Package management in R is abysmal although getting better as more packages are made available on GitHub. Revolution Analytics created checkpoint
and RStudio developed packrat
in attempts to solve the problem but adoption has been relatively poor. Neither do a great job supporting use of private packages, although packrat
technically does (but only if your code is on GitHub).
[I’ve complained about this before.]({% post_url 2016-08-02-dpendency-hell %})
Introducing a Docker solution
Docker is a service-oriented containerization solution. Simply, Docker lets you run a minimal serivce (some code) with minimal overhead. There’s a lot of great information coming out about using Docker from places such as Digital Ocean.

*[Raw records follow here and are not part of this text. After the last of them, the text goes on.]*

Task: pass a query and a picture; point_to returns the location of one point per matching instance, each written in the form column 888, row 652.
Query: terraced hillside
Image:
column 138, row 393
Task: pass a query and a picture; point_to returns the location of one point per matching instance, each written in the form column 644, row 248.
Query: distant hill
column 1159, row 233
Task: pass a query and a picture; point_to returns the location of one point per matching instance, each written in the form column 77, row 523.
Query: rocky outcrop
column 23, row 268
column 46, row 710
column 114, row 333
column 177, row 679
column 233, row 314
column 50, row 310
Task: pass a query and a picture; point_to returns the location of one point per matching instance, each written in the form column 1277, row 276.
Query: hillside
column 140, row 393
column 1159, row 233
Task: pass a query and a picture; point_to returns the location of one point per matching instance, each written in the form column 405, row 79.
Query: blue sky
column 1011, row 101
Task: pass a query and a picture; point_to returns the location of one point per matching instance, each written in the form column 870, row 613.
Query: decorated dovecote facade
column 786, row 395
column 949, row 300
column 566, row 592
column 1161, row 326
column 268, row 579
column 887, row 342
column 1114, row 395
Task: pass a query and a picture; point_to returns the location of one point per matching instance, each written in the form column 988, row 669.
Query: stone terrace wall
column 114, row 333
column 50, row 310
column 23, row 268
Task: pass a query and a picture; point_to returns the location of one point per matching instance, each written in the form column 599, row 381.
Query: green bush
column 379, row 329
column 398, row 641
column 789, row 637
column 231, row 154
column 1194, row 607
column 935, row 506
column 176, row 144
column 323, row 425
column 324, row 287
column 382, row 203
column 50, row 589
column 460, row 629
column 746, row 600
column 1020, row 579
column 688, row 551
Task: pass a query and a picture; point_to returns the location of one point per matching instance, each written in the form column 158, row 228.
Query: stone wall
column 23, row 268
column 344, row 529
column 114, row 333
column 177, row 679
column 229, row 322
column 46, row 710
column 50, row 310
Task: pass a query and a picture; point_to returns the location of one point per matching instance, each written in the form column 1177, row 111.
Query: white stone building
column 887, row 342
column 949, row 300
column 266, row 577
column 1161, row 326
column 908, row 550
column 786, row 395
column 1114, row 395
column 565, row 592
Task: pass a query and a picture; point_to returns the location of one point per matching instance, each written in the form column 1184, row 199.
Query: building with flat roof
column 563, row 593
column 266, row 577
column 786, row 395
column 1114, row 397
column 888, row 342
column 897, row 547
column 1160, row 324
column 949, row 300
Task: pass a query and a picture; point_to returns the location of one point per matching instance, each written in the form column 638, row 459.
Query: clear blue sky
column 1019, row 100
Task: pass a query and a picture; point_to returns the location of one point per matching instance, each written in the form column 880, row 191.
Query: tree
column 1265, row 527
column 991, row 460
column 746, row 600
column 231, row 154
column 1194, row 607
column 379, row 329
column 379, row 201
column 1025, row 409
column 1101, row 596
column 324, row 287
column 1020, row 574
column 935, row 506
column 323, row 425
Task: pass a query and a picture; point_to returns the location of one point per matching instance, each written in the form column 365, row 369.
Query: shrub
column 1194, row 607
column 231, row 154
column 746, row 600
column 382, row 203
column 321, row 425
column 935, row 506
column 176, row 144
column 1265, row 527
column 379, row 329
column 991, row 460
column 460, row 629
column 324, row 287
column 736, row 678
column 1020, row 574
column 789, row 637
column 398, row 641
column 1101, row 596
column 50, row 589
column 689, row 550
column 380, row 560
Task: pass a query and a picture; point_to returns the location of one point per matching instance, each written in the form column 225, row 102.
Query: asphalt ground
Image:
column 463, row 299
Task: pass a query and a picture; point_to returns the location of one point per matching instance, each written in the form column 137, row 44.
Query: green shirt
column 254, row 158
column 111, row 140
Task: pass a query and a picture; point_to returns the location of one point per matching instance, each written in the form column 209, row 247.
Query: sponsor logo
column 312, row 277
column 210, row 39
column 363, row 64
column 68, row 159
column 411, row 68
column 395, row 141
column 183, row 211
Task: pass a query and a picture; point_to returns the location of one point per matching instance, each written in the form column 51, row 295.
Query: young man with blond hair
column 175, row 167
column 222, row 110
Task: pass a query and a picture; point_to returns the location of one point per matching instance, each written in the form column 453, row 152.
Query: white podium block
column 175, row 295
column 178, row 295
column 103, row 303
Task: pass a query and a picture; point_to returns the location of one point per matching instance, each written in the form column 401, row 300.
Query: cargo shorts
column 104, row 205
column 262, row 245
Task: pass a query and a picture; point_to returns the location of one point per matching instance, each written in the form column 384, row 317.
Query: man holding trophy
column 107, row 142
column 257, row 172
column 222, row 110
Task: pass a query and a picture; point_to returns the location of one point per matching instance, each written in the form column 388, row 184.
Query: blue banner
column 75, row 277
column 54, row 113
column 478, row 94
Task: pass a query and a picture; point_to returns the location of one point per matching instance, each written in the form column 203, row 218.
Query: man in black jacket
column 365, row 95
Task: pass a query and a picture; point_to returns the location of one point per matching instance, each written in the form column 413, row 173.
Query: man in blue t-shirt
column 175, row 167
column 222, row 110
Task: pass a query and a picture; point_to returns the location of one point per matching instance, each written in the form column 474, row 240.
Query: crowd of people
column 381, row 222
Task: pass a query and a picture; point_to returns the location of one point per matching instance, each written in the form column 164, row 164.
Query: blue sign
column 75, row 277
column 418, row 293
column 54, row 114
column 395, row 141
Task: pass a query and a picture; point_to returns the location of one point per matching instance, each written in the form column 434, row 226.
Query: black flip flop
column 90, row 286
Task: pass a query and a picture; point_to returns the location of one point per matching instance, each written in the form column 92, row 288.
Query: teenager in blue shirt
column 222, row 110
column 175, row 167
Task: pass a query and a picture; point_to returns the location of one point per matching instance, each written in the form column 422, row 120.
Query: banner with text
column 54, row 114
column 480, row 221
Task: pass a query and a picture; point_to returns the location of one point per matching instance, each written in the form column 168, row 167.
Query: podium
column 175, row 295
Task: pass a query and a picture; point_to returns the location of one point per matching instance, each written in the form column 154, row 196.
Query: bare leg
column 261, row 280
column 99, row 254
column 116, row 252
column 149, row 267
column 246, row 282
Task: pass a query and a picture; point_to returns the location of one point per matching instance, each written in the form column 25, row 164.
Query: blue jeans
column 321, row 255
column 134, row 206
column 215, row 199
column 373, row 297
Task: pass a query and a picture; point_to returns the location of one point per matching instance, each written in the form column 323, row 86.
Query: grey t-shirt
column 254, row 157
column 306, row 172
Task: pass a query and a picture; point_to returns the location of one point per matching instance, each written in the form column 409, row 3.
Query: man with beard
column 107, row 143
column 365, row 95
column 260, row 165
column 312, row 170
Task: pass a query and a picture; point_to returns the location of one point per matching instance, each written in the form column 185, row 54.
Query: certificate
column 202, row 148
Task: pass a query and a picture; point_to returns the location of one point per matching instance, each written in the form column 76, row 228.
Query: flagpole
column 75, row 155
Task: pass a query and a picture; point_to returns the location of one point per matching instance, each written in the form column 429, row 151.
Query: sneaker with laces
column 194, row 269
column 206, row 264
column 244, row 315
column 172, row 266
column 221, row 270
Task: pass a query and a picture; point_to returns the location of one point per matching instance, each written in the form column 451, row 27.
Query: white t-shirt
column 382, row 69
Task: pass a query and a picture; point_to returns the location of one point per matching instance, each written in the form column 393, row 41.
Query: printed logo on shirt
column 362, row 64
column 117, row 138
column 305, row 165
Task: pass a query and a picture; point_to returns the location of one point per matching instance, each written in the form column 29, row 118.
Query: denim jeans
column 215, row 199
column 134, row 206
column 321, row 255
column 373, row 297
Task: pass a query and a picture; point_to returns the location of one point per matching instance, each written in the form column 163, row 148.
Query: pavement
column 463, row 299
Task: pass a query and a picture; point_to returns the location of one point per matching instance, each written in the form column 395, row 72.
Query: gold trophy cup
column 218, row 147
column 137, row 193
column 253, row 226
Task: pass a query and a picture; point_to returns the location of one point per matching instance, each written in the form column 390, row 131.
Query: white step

The first thing we need to do is install Docker and some helpers.
brew install docker
brew install docker-machine
brew install docker-compose # optional
Next install the virtualbox driver. You can use other drivers if you want (e.g. generic, Digital Ocean, AWS, etc.).
brew cask install virtualbox
Now we have to create a docker machine using the virtualbox driver and give it a name. I’m calling mine dev
. We also want to start the docker machine and set environment variables for connecting to dev
.
docker-machine create --driver virtualbox dev
docker-machine start dev
eval $(docker-machine env dev)
Finally you should be able to run the container, r-base
. Note the first time will require pulling the container which may take awhile.
docker run -it --memory=4g --memory-swap=4g \
--entrypoint=/bin/bash \
rocker/r-base:latest
This dumps you into a bash shell. Change the entrypoint to /usr/bin/R
if you want to enter directly into a R session.
How does this help?
Now that we can run docker containers, we can create our own images. The image we create will serve as the base for developing our packages (or other images).
The image for my project, dbUtil
, is based on the rocker/rstudio
image and depends on dplyr
0.4.3.
Here is the Dockerfile:
FROM rocker/rstudio:latest
MAINTAINER "Ellis Valentiner" ellis.valentiner@gmail.com
RUN R -e 'install.packages("devtools")' \
-e 'devtools::install_github("hadley/dplyr.git", ref="1405946")' \
-e 'devtools::install_github("ellisvalentiner/dbUtil.git")'
I can now use that Docker image for new projects and my dependencies will be installed. This works great as a reproducible environment for development and production.
In the future when I have a new project, I can update the dependencies but keep existing project pointed to the prior image version.
Resolution
Use Docker to create a reproducible data science environment where important dependencies are managed.
Packrat might be useful for managing the dependencies at the higher-level Docker image. However this would require a way to pre-build the packrat.lock
file and populate the version requirements. It would probably be easier to identify the package version requirements locally (or in an interative session) and then hard code those steps in the Dockerfile.